A América Latina é o espaço vital para a recomposição da hegemonia do imperialismo, sem dúvida. Um império em declínio, com dois fortes antagonistas – como China e Rússia – que age desesperadamente para recuperar o terreno perdido. Cuba e Venezuela são o eixo estratégico da resistência anti-imperialista no continente, um eixo que o imperialismo deve romper a qualquer custo. Com Obama, eles tentaram conseguir por meio da negociação. E não conseguiram com décadas de bloqueio e confronto direto. Mas o ianque não conseguiu, porque Cuba é uma pátria envolta em princípios, que se recusa a entregar sua soberania a uma potência estrangeira.

Em 09 de julho, Cuba obteve autorização para o uso emergencial da vacina Abdala, o que permite, além de seu uso massivo, sua comercialização com base em uma lógica completamente diferente da que prevalece atualmente nas empresas multinacionais de vacinas.
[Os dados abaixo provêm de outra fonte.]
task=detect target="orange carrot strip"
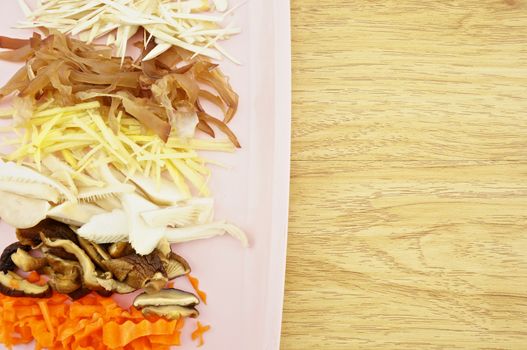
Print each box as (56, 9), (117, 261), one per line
(191, 321), (210, 347)
(26, 271), (40, 283)
(187, 273), (207, 305)
(37, 300), (55, 337)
De acordo com a OMS, apenas 0,3% das vacinas chegaram aos países pobres do terceiro mundo. Ou seja, a vacina Abdala e as quatro vacinas candidatas que a acompanham seriam um sinal do valor de um sistema público controlado pelo Estado e em benefício da maioria, que poderia ser colocado a serviço da humanidade excluída. A posição de Cuba se fortaleceria em termos de política externa e, para os países pobres, o caminho de volta à vida econômica. Hoje impossibilitada pelo contágio e as mortes.
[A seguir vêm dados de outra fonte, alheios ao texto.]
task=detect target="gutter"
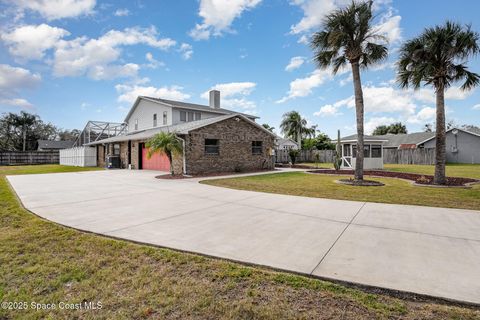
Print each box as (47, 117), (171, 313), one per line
(177, 136), (187, 175)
O imperialismo sabe o enorme peso que pode ter o sucesso da medicina cubana, em termos geopolíticos. Tomemos, por exemplo, que apenas entre a Moderna e a Pfizer existem lucros estimados de 32 bilhões em 2021 para vendas de vacinas. O que aconteceria se Cuba – e com ela o terceiro mundo para o qual se transfere a tecnologia – obtivesse grandes lucros que seriam colocados a serviço dos povos? O imperialismo aproveitou a pandemia para comprar apoio e neutralizar a influência da China e da Rússia na região com sua falsa política humanitária. É a geopolítica das vacinas.

Desde os períodos de grandes lucros do açúcar, Cuba não tinha um produto exportável, a não ser os serviços profissionais. Tal resultado da ciência cubana mitigaria significativamente a asfixia imposta pelo bloqueio econômico e financeiro. Essa é a fonte de desespero dos setores dominantes da política e da máfia cubano-americana. Não é por acaso que apenas dois dias após a aprovação do uso em massa da vacina Abdala, ocorram protestos, bem no meio do maior pico da pandemia. A natureza combinada das ações é evidente.
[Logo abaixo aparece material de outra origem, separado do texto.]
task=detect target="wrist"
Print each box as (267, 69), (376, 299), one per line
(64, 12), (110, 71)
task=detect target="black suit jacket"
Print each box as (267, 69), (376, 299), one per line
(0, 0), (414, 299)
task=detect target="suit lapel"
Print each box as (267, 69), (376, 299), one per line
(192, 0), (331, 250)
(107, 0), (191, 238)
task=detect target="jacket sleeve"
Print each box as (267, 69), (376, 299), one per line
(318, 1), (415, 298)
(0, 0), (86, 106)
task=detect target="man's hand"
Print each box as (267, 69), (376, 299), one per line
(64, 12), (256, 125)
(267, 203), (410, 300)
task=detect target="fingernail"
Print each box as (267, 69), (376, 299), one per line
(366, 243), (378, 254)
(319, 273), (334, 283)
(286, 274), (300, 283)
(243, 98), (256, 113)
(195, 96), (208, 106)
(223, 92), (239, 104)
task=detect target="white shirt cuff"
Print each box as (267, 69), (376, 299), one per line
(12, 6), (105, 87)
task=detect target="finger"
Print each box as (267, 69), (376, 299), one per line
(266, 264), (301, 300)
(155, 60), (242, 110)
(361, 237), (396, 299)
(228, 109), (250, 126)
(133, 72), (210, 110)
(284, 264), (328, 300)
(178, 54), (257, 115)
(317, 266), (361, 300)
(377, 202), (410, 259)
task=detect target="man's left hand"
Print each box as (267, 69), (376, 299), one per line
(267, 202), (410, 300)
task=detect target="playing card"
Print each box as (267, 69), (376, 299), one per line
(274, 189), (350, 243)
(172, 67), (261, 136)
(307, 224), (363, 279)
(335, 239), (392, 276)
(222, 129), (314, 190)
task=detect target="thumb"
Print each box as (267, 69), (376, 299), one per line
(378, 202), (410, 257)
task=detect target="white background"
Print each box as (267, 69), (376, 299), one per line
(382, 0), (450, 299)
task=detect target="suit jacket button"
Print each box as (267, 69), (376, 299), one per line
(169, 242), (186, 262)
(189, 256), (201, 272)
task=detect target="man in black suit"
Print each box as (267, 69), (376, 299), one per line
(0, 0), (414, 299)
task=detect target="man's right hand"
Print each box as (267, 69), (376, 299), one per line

Nos últimos dias, ficou evidente a coordenação entre os Estados Unidos, sua embaixada na Bolívia, o Equador de Lenin Moreno e a Argentina de Macri, em apoio ao golpe contra Evo Morales. Esses governos enviaram suprimentos militares que foram usados ​​nos massacres de Secata e Sankaba. O papel da OEA foi desmascarado. O governo colombiano de Iván Duque está enfraquecido pela Greve Nacional.

A situação regional é complicada para o imperialismo e a direita regional, levando-os a gerar eventos que distraiam as atenções de modo que os olhares se voltem à Cuba e a Venezuela. Nesse sentido, a questão de Cuba tornou-se o respirador artificial do discurso da direita latino-americana.

As cartas estão postas, não só em Cuba, mas em todo o continente. O que acontecer agora se apegará aos ombros dos homens e mulheres das gerações futuras por décadas. Fidel ensinou que o povo tem duas opções: se dobrar ou lutar. Martí disse com clareza profética: quem se levanta hoje com Cuba, se levanta para sempre. Estes são tempos de definições. Não há espaço para dubiedades. Não se pode estar com Deus e o Diabo. Resta apenas defender o projeto humano – portanto imperfeito – que, para os pobres da terra, é um projeto infinitamente superior ao que o império e o capitalismo oferecem. Diante de tudo resta apenas afirmar, hoje, como ontem: Patria o Muerte!!!